こいつ…私のことをなんとも思ってへんからこそ出るであろう、この軽い誘い…
でもこれ以上のチャンスはないわな。
これで会って、「ああ、やっぱりもう好きちゃうわ」ってはっきりわかったら儲けもんやわ。
そう思いつつも、ドキドキしながら会いました。
実際会ってみたらね、「あれ?こんな人やったっけ?」って普通にがっかりしたのが第一印象。
楽しいけど、別にそれだけで、あんなに熱烈に片思いしてたのが嘘のよう。
そもそも会わなくてもわかりそうなことだけど、18歳の私が18歳のその人に恋してた気持ちを23歳の私が覚えているというだけで、23歳のその人を好きなわけじゃないのです。
やっぱり思い出をめちゃくちゃ美化してただけやったんやな〜
まぁそれがわかっただけでもラッキーか。
とかそんなことを心の中で思いながらしゃべってました。
そしたら当時爆発的にヒットしてた『君の名は。』の話になって、さすがにあれだけヒットしてたら見たいな〜ってぽろっと言ったら、
「ほな一緒に行く?」って誘われた。
いやこいつ…まじでなんで5年ぶりに会ったそんな仲良くもないやつを気軽に映画に誘えんの?

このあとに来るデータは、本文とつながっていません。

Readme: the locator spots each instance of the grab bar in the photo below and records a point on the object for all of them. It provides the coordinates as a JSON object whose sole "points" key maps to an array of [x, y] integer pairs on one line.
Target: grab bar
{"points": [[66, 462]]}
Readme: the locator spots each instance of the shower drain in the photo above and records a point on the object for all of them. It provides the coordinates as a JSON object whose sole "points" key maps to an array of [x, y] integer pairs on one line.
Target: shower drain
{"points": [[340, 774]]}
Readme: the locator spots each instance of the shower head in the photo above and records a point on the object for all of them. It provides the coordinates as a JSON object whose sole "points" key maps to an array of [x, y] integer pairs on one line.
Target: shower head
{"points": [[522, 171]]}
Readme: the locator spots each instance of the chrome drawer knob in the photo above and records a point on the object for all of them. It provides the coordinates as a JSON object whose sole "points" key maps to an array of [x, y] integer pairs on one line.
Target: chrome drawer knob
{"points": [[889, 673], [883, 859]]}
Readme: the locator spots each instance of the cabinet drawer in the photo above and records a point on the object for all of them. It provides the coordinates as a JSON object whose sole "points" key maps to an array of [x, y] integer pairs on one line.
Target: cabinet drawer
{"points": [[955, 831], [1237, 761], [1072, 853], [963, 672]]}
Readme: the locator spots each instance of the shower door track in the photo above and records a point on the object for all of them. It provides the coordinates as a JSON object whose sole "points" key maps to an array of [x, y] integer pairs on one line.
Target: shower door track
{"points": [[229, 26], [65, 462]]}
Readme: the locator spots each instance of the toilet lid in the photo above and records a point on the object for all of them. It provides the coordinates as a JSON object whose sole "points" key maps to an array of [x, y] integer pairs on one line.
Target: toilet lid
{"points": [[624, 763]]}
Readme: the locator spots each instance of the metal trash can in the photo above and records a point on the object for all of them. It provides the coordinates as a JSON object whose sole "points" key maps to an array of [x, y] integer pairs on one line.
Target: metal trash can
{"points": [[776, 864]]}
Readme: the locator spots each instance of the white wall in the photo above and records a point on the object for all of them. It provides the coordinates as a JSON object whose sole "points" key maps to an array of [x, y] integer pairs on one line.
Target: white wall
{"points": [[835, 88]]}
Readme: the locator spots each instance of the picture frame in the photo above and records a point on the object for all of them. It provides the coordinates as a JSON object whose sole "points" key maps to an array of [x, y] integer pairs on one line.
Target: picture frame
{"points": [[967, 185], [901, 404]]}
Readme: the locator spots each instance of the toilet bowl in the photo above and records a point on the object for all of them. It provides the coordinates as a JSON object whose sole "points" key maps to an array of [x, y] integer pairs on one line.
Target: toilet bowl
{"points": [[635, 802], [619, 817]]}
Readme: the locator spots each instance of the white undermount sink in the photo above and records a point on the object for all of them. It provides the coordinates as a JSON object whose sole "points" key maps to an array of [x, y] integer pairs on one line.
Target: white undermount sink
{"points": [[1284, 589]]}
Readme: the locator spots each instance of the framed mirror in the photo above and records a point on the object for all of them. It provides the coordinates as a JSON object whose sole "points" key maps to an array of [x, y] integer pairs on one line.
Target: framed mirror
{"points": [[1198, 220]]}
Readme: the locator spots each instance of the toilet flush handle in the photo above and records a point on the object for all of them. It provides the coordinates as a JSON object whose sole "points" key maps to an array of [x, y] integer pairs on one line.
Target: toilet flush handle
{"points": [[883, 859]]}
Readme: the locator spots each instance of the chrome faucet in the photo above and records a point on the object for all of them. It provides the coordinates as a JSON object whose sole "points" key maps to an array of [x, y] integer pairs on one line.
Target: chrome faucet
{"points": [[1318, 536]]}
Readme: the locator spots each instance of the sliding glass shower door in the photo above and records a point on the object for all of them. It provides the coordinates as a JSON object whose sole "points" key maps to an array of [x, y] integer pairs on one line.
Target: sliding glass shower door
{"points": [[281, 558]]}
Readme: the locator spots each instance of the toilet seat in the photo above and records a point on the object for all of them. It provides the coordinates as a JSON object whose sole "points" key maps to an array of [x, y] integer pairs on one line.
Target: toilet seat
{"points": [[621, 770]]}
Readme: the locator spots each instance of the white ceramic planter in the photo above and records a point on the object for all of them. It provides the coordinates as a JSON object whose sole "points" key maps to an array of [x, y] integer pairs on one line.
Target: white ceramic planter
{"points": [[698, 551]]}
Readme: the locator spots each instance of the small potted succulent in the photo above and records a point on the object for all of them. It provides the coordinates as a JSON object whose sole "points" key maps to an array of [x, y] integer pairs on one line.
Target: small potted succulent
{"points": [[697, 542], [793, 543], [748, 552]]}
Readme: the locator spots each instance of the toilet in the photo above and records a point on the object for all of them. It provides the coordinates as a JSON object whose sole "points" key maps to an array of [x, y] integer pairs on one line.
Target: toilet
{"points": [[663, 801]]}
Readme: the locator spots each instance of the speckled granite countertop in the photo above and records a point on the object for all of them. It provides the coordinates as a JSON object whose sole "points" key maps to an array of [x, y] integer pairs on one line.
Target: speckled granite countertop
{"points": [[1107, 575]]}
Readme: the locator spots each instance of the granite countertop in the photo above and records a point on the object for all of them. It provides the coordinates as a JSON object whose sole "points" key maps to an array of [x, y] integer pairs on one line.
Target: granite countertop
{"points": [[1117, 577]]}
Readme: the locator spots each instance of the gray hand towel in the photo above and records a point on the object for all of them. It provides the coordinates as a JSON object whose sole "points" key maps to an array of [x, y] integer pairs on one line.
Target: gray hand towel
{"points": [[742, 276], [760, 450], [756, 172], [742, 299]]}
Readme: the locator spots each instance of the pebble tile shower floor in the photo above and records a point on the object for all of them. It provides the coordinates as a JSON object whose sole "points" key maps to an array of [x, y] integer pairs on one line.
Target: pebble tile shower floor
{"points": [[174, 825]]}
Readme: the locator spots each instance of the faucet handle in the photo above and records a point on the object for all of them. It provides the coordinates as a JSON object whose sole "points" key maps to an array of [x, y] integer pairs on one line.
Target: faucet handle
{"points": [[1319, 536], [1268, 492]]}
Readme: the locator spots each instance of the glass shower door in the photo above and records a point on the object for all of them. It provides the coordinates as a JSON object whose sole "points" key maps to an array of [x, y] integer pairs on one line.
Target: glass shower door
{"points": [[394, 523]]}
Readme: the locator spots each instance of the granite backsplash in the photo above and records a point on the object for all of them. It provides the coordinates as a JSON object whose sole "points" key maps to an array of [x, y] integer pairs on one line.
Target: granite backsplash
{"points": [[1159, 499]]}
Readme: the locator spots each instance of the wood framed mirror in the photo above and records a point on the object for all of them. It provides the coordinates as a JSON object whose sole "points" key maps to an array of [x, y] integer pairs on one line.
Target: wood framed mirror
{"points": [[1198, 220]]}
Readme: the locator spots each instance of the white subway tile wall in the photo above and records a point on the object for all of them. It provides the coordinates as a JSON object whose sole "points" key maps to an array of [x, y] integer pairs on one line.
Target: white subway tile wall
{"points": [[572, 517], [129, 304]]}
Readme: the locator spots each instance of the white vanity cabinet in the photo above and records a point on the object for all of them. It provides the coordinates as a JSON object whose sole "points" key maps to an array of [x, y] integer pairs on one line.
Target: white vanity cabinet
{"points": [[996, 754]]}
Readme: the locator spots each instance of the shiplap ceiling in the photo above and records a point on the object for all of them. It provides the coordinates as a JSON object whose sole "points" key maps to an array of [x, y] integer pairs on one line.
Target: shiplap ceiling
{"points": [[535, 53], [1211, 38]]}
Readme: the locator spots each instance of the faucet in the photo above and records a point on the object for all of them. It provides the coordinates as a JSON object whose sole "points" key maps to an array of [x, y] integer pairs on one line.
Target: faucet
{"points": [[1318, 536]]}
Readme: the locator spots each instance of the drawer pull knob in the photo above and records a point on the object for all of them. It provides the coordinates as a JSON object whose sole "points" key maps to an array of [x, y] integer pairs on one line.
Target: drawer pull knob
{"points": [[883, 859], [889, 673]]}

ほんでしかも私も既に見たいって言っちゃってる手前「いや、あなたとは見たくない」とは言えへんし…
なんかそのまま相手のペースに乗せられて、後日また会うことになってしまった。
と、そういうことを繰り返してたら、23歳の私は23歳のその人のことをちゃんとしっかり好きになっちゃってた訳です。
えええ?性懲りも無くまたおんなじことになってるやん。
でも高校の時と違って、今回は向こうにも好きになってもらえて秋には付き合うことになりました。
不思議なことに、このときも「高校の頃の片思いを思い出して胸をじんわりさせる」ことができました。その時の恋とは別に、過去の恋心もまだ私の中に残ってたらしい。
ところがそれからまた数年経って、恋人から家族になろうか、と決めた時に、いつの間にか「胸をじんわりさせる」ことができなくなってることに気づきました。
高校生の時に片思いしてたという事実は覚えてるけど、今まで再現できていたその時の気持ちを自分の中で再現できない。
今目の前にいる人は自分にとってなによりも大切だし、幸せにしてもらってるし幸せにしたいと思うけど、恋をしてる状態から愛情に完全に変わっていることに気づきました。
どうやら私はあの時の恋心に、10年くらいの年月をかけてようやくケリをつけることができたらしい。
でももうこの先の人生で、他の誰かに恋することもないだろうし、過去の恋をしてた時の気持ちを思い出すこともできないと思うと、少しだけ寂しい気もする。
そんなわけで長くなりましたが、長年の恋を昇華したらしい、という話でした。
余談ですが、この相手というのが、ときどきTwitter(X)で登場する今の"同居人"です。